The knife industry would never be the same again.
Buck flourished under the direction of Al in the 1970s and '80s, offering the latest in knife designs, materials and more. Along with the legendary Jimmy Lile, Howard Cole and William R. Williamson, Al was inducted into the Cutlery Hall Of Fame at the 1984 BLADE Show.
As the September/October 1984 issue of BLADE® noted in reference to Al and the 110. “Buck didn't invent the lockback, but he certainly popularized it, and despite a flood of other lockbacks, the Buck knife still leads the way. If you are carrying a lockback today, you can thank Al Buck for his enduring promotional efforts. You have a safer knife for it.”
Chuck was next in line to be inducted into the Cutlery Hall Of Fame, being inducted along with Blackie Collins in 1996. Chuck was a part of the Buck family business from childhood. By 1970 he was corporate vice president for manufacturing, involved in all aspects of the process, from purchasing to personnel to packaging. In 1979 he became company president. Through Chuck's leadership, the company completed a modern new plant and corporate headquarters in 1980 with 4.5 acres under one roof.
Under his direction the company grew and prospered, winning several BLADE Magazine Knife-Of-The-Year® Awards. By 2004 he was Buck Knives chairman and helped oversee the company's historic move to Post Falls, Idaho, from El Cajon, California, in 2005.

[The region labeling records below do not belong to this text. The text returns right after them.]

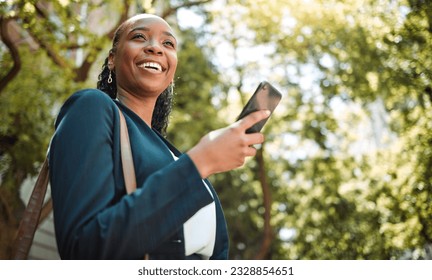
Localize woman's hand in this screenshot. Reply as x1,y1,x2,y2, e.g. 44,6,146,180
187,110,270,178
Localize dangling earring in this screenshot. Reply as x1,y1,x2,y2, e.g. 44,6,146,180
108,70,112,84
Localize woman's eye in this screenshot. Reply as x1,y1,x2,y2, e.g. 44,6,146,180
132,33,146,40
164,41,175,48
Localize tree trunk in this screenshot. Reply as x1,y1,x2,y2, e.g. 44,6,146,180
255,148,273,260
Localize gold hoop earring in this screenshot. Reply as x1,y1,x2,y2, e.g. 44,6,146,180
108,70,112,84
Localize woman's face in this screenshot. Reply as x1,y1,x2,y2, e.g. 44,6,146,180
109,15,177,97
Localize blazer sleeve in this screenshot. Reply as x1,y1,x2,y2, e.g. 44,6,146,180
49,90,213,259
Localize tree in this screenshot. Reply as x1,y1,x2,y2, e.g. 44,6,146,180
204,0,431,259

CJ was inducted into the Hall in 2016 following a career that saw him begin by working on the Buck production line in 1978. For 21 years he handled numerous company promotions and responsibilities. In 1999 he was named president of Buck Knives and, in 2001, CEO. In 2015 he was named Buck chairman of the board. He is a co-founder of the American Knife & Tool Institute (AKTI), serving multiple terms as AKTI president, and is the AKTI's current CEO. He played a pivotal role in the AKTI's historic defeat of an attempt by U.S. Customs to classify all one-hand-opening knives as switchblades in 2009. Ironically, today, thanks to the efforts of such organizations as AKTI and Knife Rights, switchblades—better known now as automatics—are being legalized in more and more states, and there's even an effort under way to repeal the archaic Federal Switchblade Act of 1958. In addition, under CJ's leadership, Buck has an entire line of automatics, including one of its latest—a version of the iconic 110 in full auto mode, no less.
The only family with three members in the Cutlery Hall Of Fame, the Bucks can legitimately lay claim to being the First Family of Knives. Their contributions speak for themselves.